Caturidae has always been found either within or sister to Amiiforms with they family being placed near various groups such as Ophiopsidae. It is currently thought to be the sister-group to Amiidae. This being due to the shared trait of a double jaw articulation which involves the articular, symplectic, and quadrate bones. Along with this, both families incorporate the dermosphenotic bone into their skull roofs. Even with these similarities, the lack of features in the caudal region of the vertebral column place caturids outside Amiidae itself. Outside of the modern family, Caturidae has also been more recently suggested to be closely related to Liodesmidae. These two families, along with a few other genera currently make up the Caturoidea. Below is a cladogram from Lambers (1995) showing the relation between Caturidae and other Halecomorphs.

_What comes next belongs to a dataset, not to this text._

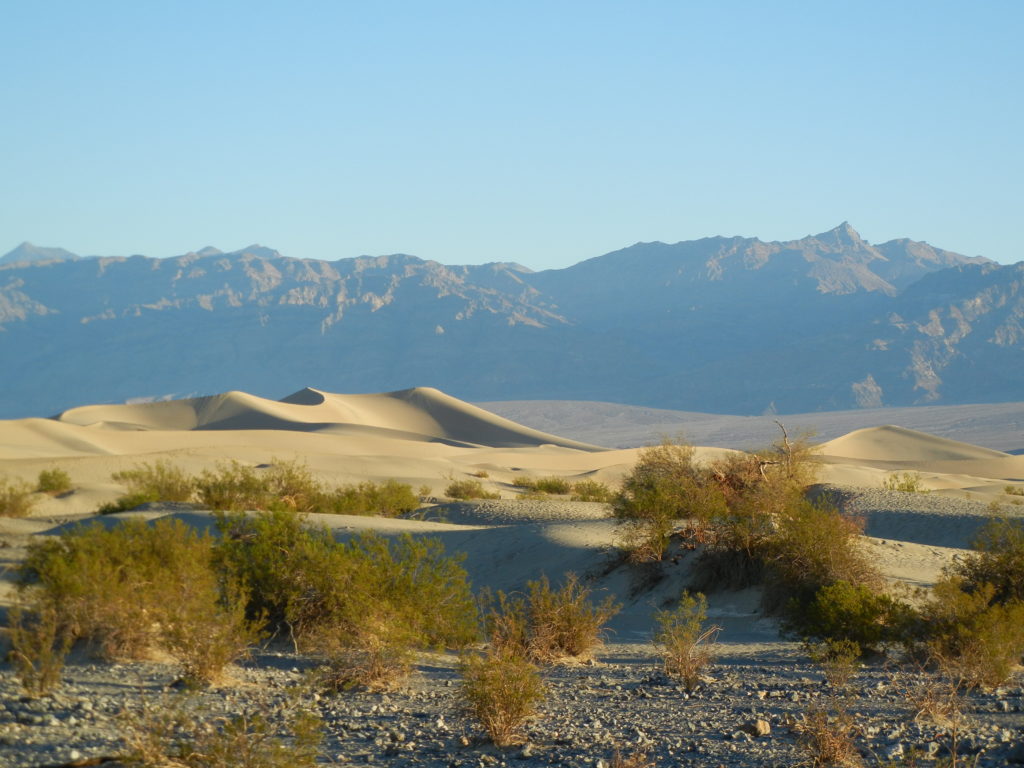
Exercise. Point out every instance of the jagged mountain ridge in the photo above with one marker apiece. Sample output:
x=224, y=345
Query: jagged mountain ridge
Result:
x=730, y=325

== Evolutionary history ==
The oldest described caturid specimen is dated to the lower Upper Triassic and is located in the Río Negro province, Argentina. This specimen has not been assigned to a genus though the differences in its teeth suggests that it can not be assigned to any of the genera currently known. Though it have been said to be found in the freshwater deposits of the Vera Formation, revisions relating to the discovery of the specimen may suggest that it was not found within the Los Menucos group. Another Triassic genus, Eugnathus, has been found in the Norian of Austria and is very similar anatomically to Caturus. Most taxa within the family, such as Caturus and Strobilodus, lived during the Jurassic period with most named species being from the Late Jurassic. During this time, caturids and other caturiods were located within the western Tethys sea only to spread westward through the Paleo-Pacific along the Hispanic Corridor. The group has been suggested to have shown its greatest diversity in the Middle Jurassic after its radiation in the Early Jurassic.

The youngest more complete caturids are known from the Berriasian and Valanginian with fossils from this time being rare, suggesting a rapid decline in the diversity and range of the group. Though fragmentary, there are teeth assigned to caturids from Tunisia and Thailand which date to the Aptian-Albian, potentially extending the temporal range of the group.

== Paleoecology ==
As their body form suggests, caturids were predators of marine environments with them being some of the largest predators in lagoonal ecosystems during the Jurassic. Due to similarities in jaw morphology to modern marine fish like barracuda and gar, it has been suggested that at least some caturids were ambush predators that would have used long-distance striking. Regurgitalites that have been suggested to come from Caturus contain a variety of prey items such as cephalopods, fish, and crustaceans. There have also been more direct records of the diet of Caturus where it has been shown to have ate a number of smaller fish and belemnoid cephalopods. Material attributed to caturids have been found as gut contents, such as teeth found within a specimen of Belonostomus.

== Paleoenvironment ==
Just like a number of other early halecomorph groups, caturids were mostly found in marine environments, the freshwater environments that they have been found in were near marine seaways. Within marine environments, they lived in more nearshore and shallow-water settings including lagoons.